Una de esas familias, vecina nuestra, tenía una hija, Laura, de ocho a diez años; lindos ojos maliciosos y piernas ágiles. La encontraba a menudo, sin hablarle, hasta que una vez di con ella estando yo en compañía de Tocho. Este Tocho era un niño rico, atrevido y buen mocito. Al ver a Laura gritó:

  • Dame un beso.

La chiquilla lo miró con descaro, le hizo un dengue y echó a correr, riéndose y agitando la mano en amenaza vaga. Otra vez, ya solo, tropecé casi con Laura. Llevaba yo en la mano unos caramelos.
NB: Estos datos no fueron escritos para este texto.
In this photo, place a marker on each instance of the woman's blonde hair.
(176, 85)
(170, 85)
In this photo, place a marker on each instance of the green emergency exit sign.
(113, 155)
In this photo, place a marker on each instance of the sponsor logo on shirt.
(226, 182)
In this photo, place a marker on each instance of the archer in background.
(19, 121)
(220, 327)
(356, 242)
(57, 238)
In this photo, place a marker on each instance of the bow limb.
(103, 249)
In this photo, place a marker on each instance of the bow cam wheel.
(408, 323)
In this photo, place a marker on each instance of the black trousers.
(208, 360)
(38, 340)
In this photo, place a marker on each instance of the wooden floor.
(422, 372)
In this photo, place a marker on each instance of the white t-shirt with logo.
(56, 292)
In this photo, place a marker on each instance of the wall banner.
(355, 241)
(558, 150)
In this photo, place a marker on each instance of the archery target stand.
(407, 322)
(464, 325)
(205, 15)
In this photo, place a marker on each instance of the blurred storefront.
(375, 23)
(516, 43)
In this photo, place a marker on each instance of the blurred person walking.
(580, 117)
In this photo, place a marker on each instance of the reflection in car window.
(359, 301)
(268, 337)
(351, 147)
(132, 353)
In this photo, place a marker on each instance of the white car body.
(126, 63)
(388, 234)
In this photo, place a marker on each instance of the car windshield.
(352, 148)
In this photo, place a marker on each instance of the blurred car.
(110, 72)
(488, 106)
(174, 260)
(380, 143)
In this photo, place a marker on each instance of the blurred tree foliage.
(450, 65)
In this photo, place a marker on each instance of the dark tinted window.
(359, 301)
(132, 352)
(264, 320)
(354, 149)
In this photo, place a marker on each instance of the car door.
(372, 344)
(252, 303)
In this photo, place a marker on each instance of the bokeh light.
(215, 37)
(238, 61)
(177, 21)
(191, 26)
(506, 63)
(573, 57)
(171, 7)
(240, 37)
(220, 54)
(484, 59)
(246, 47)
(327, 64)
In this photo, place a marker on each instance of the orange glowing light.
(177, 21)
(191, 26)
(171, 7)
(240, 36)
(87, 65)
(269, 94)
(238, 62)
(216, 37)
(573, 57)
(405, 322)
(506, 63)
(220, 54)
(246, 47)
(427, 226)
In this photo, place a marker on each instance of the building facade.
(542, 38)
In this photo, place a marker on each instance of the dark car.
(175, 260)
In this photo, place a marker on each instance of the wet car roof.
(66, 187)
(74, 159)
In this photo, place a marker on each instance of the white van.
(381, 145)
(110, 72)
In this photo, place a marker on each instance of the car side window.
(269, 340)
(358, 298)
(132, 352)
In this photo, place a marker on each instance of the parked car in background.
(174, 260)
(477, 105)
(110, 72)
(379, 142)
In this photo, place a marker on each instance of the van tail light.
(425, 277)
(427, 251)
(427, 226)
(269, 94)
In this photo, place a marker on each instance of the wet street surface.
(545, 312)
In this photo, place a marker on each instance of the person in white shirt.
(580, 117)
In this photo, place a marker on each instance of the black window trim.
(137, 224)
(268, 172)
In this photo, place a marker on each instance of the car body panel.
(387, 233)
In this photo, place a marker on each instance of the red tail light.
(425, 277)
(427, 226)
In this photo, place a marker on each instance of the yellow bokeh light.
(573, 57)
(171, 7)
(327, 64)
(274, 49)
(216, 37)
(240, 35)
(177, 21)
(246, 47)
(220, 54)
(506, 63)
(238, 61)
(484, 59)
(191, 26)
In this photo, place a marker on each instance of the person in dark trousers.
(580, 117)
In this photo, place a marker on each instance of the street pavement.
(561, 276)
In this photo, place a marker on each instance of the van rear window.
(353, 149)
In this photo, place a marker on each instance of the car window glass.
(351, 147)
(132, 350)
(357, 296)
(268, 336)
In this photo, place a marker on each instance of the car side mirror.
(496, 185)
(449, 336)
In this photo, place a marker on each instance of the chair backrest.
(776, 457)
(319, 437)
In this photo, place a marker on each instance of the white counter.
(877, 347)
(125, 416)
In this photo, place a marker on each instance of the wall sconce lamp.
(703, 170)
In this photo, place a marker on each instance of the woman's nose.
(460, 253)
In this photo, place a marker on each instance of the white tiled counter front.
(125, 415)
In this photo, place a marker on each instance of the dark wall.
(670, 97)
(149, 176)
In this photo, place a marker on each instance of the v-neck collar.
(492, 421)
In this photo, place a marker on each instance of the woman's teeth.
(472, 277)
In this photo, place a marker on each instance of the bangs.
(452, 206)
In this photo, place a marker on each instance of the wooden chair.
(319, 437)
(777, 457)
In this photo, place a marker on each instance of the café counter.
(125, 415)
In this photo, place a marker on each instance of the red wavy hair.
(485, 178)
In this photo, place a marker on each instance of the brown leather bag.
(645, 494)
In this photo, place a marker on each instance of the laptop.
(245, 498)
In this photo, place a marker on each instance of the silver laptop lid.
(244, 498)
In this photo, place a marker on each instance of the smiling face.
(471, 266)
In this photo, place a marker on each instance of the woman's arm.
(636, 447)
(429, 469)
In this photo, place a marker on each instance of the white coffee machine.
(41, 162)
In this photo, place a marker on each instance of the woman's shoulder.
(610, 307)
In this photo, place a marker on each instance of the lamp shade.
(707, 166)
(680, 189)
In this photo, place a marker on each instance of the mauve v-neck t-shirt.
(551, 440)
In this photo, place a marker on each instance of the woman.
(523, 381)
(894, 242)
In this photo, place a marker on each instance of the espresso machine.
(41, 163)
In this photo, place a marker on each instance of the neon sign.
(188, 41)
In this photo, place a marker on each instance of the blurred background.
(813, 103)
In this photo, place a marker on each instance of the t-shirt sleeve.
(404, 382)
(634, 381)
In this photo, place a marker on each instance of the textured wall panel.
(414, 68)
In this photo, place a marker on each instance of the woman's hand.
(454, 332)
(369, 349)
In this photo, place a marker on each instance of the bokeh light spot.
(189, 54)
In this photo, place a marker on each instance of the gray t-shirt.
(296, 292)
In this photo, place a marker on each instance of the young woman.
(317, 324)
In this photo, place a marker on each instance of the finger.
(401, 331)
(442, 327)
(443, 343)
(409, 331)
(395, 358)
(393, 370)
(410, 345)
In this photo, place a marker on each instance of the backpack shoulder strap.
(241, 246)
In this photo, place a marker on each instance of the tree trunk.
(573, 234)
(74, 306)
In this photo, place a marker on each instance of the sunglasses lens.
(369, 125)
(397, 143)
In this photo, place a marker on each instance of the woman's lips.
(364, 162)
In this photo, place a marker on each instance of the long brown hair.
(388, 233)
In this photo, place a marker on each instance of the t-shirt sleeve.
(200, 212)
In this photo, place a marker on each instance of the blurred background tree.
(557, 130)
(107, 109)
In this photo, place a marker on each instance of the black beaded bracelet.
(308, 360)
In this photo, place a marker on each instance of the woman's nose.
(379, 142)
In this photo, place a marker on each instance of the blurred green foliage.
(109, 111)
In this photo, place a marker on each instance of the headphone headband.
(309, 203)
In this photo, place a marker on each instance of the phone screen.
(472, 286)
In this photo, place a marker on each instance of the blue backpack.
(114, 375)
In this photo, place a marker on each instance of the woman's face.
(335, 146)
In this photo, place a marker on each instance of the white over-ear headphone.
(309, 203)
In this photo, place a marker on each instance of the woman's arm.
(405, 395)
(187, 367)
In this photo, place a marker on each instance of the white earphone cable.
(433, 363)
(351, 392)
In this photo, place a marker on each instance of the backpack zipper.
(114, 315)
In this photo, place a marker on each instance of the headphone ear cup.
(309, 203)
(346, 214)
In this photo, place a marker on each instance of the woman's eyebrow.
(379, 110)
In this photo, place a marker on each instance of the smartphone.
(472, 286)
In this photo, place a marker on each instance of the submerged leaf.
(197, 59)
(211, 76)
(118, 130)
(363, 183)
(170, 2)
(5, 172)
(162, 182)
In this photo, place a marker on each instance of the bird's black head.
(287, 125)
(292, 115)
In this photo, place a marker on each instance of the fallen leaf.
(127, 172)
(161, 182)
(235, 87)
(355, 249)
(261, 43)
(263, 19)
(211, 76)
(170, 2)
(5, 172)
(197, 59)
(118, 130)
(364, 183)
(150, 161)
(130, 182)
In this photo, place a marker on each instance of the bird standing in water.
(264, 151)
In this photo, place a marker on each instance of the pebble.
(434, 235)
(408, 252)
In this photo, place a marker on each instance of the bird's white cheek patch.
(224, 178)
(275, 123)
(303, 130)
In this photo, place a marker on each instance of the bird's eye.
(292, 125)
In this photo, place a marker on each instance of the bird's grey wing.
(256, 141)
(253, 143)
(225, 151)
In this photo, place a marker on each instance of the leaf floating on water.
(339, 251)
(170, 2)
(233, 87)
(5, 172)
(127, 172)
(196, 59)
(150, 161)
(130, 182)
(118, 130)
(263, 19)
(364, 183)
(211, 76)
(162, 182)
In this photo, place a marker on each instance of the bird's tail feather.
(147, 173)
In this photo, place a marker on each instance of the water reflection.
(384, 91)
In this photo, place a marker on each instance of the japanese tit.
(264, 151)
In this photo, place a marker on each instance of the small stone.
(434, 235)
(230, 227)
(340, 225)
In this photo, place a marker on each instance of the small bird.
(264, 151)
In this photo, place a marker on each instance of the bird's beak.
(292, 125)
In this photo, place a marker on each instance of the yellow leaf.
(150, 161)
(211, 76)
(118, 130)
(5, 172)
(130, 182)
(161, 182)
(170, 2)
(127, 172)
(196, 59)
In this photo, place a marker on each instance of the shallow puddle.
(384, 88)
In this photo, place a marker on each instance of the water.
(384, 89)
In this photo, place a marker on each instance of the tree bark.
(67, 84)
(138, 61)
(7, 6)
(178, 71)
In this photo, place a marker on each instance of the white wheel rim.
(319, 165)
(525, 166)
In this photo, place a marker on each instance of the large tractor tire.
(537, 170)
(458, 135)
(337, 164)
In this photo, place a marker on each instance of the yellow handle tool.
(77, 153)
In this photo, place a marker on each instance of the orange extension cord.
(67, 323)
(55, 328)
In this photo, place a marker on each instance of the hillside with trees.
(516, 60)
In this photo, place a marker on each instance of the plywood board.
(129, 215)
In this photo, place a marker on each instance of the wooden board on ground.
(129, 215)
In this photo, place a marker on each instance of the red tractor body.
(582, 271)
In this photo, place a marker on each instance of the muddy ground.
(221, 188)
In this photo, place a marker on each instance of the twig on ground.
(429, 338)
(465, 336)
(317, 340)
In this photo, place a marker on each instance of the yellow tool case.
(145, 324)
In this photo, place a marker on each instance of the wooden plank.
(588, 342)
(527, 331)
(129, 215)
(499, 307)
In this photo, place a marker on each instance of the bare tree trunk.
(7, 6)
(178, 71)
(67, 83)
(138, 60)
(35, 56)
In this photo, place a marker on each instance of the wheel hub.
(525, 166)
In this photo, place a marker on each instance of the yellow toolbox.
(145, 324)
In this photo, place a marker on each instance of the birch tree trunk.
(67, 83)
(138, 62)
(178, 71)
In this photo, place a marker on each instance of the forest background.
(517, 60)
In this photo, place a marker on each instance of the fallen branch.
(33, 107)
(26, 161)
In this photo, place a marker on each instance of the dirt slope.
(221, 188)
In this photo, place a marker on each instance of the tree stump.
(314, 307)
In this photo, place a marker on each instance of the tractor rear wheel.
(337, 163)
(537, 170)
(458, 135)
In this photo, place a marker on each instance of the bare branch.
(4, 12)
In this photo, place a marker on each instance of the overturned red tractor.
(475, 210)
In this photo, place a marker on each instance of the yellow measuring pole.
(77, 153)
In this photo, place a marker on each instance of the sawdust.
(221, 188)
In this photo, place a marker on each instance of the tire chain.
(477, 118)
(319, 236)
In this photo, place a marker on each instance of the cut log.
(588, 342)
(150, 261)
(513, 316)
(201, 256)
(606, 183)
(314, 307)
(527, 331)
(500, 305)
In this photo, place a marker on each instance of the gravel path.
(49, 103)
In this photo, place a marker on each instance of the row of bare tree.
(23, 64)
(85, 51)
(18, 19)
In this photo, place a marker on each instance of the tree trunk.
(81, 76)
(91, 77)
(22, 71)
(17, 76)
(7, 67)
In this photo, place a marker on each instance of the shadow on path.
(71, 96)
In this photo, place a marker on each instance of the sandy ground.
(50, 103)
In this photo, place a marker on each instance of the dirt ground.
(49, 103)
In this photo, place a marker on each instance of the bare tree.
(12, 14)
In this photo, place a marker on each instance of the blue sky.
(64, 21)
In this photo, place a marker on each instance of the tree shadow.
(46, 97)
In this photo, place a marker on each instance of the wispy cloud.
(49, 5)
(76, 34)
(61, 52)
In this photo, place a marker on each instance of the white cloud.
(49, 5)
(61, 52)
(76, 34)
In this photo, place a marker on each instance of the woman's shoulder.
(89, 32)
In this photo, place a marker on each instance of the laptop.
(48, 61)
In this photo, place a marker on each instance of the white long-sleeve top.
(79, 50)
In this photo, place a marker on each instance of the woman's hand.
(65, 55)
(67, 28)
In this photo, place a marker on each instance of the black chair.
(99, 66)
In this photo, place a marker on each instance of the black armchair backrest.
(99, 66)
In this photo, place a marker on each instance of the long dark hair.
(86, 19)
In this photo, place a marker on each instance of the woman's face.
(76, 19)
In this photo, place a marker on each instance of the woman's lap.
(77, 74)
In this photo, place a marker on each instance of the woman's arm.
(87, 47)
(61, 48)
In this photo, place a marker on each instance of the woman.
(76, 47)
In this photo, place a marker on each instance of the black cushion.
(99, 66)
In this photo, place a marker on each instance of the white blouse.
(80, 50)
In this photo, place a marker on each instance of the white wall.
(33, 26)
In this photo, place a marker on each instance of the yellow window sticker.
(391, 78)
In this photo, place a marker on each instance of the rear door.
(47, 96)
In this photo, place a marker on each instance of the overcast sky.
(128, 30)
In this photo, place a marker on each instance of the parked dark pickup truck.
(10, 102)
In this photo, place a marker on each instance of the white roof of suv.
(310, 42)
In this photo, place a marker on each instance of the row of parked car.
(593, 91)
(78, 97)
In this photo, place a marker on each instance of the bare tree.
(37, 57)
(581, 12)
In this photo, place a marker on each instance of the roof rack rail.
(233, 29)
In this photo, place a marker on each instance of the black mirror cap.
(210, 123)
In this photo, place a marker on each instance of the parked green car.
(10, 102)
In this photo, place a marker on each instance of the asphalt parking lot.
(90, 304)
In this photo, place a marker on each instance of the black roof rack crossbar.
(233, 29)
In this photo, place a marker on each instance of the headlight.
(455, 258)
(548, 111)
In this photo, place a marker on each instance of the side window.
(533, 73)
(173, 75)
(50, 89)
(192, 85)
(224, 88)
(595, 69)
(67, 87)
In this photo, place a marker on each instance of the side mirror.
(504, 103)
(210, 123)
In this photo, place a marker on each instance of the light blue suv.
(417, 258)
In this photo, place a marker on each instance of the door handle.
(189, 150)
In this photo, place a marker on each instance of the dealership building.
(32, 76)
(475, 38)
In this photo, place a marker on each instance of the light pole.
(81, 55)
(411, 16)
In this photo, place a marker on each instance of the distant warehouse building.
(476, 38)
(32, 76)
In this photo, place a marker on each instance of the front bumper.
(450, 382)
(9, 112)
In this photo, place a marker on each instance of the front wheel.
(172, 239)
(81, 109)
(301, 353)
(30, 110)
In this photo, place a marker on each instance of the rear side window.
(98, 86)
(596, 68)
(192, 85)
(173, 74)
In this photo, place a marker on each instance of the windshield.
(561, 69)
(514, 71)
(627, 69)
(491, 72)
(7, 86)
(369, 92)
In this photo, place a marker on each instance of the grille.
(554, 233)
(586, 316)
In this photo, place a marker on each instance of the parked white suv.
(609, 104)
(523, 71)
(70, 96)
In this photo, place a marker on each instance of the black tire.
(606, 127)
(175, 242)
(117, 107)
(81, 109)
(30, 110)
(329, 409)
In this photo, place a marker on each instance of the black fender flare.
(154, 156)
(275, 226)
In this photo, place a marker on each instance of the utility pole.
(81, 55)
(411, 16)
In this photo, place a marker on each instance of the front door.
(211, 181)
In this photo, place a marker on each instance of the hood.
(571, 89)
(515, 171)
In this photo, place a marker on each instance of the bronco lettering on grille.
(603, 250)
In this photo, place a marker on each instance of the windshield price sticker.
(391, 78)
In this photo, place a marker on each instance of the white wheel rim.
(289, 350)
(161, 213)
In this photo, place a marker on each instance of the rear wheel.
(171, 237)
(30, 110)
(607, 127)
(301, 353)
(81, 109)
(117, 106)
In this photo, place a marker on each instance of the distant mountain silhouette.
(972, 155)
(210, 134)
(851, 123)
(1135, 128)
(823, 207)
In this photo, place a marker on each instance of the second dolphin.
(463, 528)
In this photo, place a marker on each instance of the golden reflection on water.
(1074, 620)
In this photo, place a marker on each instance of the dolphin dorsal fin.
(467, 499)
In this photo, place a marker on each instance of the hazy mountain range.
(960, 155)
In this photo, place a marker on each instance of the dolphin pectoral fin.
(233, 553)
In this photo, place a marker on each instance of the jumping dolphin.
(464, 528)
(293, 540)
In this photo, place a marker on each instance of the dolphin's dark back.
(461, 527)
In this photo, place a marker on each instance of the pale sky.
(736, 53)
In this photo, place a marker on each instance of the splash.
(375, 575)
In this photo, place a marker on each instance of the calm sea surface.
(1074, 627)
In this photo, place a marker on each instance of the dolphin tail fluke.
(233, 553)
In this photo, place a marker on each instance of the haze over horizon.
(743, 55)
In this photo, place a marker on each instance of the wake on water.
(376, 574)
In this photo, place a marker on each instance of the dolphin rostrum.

Sin darme tiempo a ocultarlos, me miró y dijo:

  • Pepe: dame un caramelo…
  • Toma –repuse ofreciéndole-; pero tú, dame un beso.

Cogió ella el dulce y escapó. No recuerdo que el incidente me dejara mayor impresión, y quizá la hubiera olvidado de no haber tenido consecuencias. Días después, ya metido en cama, escuché que nos visitaba, según su costumbre, el viejo caballero padre de Laura. Conversó de cosas indiferentes; pero de pronto exclamó, dirigiéndose a mi padre:

-¿Qué cree usted que hizo el otro día su Pepillo?… Pues le pidió un beso a Laurita… en plena calle…

-¿Será posible?- comentó mi padre.

  • Habrá que castigar a ese muchacho- afirmó, severa, mi madre.

Luego cambiaron de asunto y me quedé esperando el regaño que seguiría a la despedida de nuestro vecino. Al marcharse éste, fingí un sueño profundo, y con sorpresa vi que no me despertaban.

  • Miren la mosquita muerta, pidiendo un beso; y vaya que es bonita la chica – dijo únicamente mi padre."